Subject:	Section 212(a)(9)(B) Relating to Unlawful Presence

Date:		September 19, 1997

To:		All Regional Directors
All District Directors (Including Foreign)
All Officers in Charge (Including Foreign)
All Port Directors
All Service Center Directors
All Training Academics (Glynco and Artersia)
All Regional Counsels
All District Counsels
All Asylum Directors

From:		Office of Programs

	This memorandum addresses section 212(a)(9)(B) of the Immigration and 
Nationality Act (Act), as amended by section 301(b) of the Illegal 
Immigration and Immigrant Responsibility Act (IIRAIRA).  This memorandum 
modifies the guidance provided in the Service’s interim memoranda (96 Act 
#043, dated June 17, 1997; 96 Act #026 dated March 29, 1997).  The modified 
guidance covers the following issues: (1) whether an alien granted 
voluntary departure is considered to be in a stay authorized by the 
Attorney General; (2) what constitutes an authorized period of stay for 
nonimmigrants; and (3) whether time spent in proceedings counts toward 
calculating the alien’s period(s) of unlawful presence in the United 
States.
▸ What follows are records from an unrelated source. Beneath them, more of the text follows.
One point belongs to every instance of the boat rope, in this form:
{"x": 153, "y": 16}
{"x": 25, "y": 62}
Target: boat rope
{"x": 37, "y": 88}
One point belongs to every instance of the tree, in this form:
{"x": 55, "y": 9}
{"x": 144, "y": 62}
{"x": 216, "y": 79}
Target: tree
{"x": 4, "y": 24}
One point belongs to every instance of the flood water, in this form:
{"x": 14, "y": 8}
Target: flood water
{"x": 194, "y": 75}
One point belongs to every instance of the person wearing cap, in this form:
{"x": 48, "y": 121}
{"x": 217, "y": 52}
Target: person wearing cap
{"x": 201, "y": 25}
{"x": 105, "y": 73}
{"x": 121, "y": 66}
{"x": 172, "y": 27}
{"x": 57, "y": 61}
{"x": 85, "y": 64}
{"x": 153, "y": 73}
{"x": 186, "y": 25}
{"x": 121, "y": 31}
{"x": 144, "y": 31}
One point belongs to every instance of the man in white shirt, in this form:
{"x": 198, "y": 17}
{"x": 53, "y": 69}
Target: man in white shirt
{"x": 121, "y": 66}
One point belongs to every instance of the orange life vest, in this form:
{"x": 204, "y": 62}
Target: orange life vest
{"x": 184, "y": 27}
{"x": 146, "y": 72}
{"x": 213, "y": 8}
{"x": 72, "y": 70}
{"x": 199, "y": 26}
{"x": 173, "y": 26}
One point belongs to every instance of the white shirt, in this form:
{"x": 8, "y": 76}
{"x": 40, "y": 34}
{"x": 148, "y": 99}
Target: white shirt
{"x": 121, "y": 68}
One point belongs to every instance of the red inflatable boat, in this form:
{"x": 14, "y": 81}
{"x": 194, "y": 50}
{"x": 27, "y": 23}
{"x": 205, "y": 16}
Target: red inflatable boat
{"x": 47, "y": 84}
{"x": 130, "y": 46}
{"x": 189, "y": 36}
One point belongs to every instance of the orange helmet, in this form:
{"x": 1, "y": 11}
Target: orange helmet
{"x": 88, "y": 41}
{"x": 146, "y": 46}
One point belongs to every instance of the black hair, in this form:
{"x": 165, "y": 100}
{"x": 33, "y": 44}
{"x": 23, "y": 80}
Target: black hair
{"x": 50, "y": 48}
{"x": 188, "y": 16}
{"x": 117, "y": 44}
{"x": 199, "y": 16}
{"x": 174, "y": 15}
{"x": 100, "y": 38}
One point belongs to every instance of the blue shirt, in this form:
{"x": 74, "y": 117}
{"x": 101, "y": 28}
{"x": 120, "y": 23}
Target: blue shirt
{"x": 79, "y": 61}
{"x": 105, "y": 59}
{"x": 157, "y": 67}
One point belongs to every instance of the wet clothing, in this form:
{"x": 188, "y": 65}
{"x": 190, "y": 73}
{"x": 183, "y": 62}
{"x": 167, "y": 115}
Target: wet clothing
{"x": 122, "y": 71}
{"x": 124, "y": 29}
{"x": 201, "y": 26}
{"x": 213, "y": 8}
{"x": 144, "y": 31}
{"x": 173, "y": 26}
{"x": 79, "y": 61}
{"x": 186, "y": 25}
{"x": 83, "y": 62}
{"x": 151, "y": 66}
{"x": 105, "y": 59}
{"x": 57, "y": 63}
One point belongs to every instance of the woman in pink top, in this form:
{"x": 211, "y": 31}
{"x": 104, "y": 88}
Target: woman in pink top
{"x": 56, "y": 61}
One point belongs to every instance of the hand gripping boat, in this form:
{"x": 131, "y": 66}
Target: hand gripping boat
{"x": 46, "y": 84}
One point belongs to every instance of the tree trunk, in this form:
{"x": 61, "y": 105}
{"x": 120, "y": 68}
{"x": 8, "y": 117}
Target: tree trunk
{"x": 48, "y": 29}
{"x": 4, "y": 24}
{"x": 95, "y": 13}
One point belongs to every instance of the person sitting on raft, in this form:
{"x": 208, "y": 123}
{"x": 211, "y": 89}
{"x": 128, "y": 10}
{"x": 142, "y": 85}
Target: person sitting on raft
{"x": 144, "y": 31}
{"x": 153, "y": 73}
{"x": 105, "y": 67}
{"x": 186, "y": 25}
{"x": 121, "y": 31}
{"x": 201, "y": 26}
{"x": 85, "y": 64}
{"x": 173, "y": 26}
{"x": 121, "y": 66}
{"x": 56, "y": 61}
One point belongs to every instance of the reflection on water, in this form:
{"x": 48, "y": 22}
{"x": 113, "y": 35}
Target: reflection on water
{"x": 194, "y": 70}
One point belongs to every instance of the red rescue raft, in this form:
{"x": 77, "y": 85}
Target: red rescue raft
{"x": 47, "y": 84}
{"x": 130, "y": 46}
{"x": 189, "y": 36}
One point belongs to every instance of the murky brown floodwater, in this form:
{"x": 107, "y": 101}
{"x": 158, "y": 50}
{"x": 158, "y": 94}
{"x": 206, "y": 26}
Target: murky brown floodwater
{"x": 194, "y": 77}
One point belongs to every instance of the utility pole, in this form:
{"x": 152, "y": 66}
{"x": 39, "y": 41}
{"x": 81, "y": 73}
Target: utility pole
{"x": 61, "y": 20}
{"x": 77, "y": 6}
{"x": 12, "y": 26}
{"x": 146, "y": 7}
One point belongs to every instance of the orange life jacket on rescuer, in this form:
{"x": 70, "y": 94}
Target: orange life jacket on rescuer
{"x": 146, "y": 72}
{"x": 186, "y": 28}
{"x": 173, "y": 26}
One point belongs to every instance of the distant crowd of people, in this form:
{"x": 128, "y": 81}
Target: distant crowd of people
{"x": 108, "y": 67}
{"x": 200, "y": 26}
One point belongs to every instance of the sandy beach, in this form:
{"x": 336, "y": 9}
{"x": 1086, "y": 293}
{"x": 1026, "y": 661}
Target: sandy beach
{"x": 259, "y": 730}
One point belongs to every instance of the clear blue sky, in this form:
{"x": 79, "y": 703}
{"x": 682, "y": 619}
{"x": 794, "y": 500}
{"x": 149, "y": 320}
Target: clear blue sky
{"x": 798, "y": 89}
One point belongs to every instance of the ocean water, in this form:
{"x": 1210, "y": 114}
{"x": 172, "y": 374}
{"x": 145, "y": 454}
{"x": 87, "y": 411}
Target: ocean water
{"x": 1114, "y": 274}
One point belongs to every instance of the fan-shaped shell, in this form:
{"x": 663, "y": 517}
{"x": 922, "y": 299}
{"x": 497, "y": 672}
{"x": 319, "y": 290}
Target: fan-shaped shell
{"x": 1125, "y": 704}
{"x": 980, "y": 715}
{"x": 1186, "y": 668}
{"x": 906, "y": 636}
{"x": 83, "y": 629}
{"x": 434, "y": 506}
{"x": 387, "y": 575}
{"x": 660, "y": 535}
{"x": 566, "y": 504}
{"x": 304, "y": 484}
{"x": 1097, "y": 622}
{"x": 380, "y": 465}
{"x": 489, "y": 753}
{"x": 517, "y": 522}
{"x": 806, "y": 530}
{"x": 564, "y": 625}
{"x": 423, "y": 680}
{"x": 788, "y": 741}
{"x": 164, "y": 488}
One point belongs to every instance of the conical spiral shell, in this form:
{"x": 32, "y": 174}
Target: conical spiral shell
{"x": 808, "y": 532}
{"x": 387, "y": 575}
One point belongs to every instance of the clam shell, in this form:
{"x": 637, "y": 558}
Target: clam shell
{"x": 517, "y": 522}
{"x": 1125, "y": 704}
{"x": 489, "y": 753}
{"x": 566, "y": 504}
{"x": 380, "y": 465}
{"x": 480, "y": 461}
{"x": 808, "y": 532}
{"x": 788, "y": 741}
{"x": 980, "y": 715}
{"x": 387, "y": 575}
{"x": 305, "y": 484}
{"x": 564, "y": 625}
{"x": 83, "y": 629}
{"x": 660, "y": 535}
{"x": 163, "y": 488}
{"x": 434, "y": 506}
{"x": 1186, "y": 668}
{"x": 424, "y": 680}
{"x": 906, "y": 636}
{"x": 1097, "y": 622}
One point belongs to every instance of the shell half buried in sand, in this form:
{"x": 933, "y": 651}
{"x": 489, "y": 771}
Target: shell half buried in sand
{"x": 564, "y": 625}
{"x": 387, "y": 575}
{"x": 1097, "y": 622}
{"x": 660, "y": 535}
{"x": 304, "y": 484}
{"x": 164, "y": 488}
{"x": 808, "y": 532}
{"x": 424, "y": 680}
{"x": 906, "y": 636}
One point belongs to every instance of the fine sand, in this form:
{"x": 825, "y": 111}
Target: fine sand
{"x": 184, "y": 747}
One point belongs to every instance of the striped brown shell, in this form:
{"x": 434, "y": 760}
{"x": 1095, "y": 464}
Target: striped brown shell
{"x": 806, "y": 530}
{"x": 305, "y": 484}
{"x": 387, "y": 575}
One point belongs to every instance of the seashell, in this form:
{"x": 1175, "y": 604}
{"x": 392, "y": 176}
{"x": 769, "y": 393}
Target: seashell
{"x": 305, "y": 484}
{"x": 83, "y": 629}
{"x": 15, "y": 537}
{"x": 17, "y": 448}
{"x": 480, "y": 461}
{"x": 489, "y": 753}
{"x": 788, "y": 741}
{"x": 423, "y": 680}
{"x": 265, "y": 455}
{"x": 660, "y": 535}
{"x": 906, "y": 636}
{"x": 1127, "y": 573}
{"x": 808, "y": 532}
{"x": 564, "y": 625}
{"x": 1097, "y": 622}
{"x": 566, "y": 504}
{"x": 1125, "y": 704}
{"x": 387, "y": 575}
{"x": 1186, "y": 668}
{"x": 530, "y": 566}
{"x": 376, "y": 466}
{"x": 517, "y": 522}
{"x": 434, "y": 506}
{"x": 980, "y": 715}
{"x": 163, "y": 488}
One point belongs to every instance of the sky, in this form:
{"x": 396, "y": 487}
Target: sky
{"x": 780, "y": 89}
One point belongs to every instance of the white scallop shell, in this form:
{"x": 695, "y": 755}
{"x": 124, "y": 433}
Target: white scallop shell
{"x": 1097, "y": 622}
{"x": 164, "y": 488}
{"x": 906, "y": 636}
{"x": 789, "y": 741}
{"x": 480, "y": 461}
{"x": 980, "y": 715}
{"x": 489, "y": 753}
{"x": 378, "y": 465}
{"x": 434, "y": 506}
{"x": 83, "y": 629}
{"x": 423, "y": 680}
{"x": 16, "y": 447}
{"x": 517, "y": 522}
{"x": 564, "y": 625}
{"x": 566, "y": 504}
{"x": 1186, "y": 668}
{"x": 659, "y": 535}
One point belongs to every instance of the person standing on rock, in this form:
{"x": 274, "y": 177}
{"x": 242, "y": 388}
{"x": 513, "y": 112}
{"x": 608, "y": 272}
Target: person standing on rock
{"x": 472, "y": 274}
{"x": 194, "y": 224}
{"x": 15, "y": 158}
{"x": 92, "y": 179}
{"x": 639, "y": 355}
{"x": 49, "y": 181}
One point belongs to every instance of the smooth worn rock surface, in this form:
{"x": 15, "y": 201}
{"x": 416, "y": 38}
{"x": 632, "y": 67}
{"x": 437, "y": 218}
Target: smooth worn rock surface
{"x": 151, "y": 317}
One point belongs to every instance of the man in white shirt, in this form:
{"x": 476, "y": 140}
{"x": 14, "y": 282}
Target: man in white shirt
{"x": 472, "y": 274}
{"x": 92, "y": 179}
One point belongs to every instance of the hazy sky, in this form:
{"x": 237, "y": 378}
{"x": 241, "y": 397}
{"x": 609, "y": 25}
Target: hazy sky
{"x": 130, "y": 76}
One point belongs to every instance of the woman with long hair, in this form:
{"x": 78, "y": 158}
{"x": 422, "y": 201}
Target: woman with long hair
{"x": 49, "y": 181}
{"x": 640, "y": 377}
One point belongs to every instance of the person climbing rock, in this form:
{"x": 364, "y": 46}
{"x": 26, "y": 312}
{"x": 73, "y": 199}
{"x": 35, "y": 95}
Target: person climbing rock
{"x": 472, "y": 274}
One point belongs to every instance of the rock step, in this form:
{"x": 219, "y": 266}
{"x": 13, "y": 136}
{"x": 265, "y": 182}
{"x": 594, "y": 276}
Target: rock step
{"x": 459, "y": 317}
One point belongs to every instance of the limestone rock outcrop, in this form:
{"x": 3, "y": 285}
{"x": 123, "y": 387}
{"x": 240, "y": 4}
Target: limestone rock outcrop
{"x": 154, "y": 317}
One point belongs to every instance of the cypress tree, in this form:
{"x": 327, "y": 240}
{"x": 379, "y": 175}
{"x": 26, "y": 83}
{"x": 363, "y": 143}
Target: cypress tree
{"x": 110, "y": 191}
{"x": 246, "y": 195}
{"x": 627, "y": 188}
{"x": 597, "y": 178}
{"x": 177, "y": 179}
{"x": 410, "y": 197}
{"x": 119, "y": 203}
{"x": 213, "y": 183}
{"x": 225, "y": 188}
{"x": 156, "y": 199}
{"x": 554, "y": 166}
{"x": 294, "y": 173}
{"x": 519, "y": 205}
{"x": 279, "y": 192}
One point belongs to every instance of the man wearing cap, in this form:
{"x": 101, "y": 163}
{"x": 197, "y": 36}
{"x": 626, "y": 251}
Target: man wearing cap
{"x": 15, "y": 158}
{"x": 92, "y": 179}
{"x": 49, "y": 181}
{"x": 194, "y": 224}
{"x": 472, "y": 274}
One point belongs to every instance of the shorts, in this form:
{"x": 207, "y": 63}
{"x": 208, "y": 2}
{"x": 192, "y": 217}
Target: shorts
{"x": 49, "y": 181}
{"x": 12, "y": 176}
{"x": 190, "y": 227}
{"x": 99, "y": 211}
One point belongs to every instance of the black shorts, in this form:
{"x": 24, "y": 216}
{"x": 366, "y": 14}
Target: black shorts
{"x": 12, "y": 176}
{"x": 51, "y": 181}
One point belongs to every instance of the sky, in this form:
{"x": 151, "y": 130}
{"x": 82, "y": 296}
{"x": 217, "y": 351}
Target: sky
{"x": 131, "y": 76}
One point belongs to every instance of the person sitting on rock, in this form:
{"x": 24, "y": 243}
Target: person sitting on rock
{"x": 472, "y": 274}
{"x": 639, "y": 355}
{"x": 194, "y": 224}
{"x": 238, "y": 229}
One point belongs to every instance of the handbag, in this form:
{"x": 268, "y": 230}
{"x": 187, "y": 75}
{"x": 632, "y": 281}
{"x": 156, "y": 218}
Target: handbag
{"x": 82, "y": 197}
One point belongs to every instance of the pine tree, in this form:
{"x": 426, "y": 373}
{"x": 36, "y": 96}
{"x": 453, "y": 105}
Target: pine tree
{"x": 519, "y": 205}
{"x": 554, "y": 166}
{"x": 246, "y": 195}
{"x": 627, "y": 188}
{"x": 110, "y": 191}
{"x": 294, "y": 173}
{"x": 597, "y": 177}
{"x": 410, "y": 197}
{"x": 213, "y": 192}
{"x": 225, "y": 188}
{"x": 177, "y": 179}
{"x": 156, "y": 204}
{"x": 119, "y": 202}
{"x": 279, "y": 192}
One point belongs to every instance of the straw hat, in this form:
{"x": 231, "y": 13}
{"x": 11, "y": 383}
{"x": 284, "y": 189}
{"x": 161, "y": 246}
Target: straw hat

This memorandum also provides guidance on unlawful presence with 
respect to alien spouses and children granted conditional permanent 
residence under section 216 of the Act, and alien entrepreneurs and their 
spouses and children granted conditional permanent residence under section 
216A of the Act.

	Voluntary Departure.  The Service’s March 29 memorandum stated that 
“the grant of voluntary departure by the Service or an immigration judge 
will not stop the running of time ‘unlawful presence’ .”  The Service’s 
June 17 memorandum further stated that aliens granted voluntary departure 
prior to, during, or following proceedings are not considered to be in the 
United States in a period of stay authorized by the Attorney General. The 
Service has reversed this interpretation of unlawful presence with respect 
to voluntary departure.  Under the revised interpretations, voluntary 
departure is considered a period of stay authorized by the Attorney 
General, regardless of whether it is granted by the Service prior to the 
commencement of proceedings, by an immigration judge at the end of 
proceedings, or by the Board of Immigration Appeals after an appeal.  If 
the immigration judge grants the alien voluntary departure with an 
alternate order of removal, and the alien fails to depart by the date 
specified, unlawful presence accrues as of the date the privilege of 
voluntary departure expires[1]
and the order of removal takes effect.

	Authorized Period of Stay for Nonimmigrants.   The Service’s March 29, 
1997, memorandum stated that time unlawfully present was interpreted “to 
include any time spent in the United States by aliens after they have 
violated the terms and conditions of any form of nonimmigrant status, 
because time spent in violation of status is not authorized.”  The March 29 
memorandum stated that unlawful presence is also triggered by the 
commission of a criminal offense that renders an alien inadmissible or 
removable.  The Service has modified this position on the interpretation of 
“unlawful presence” for nonimmigrants, for purposes of applying Section 
212(a)(9) of  the Act. The discussion below interprets “unlawful presence” 
only for purposes of that paragraph of the Act.  It must be emphasized that 
an alien may still be considered unlawfully present or in violation under 
other provisions of the Act (e.g. for purposes of initiating a removal 
proceeding) even though he or she in not deemed unlawfully present under 
the technical requirement of Section 212(a)(9)(B)(ii).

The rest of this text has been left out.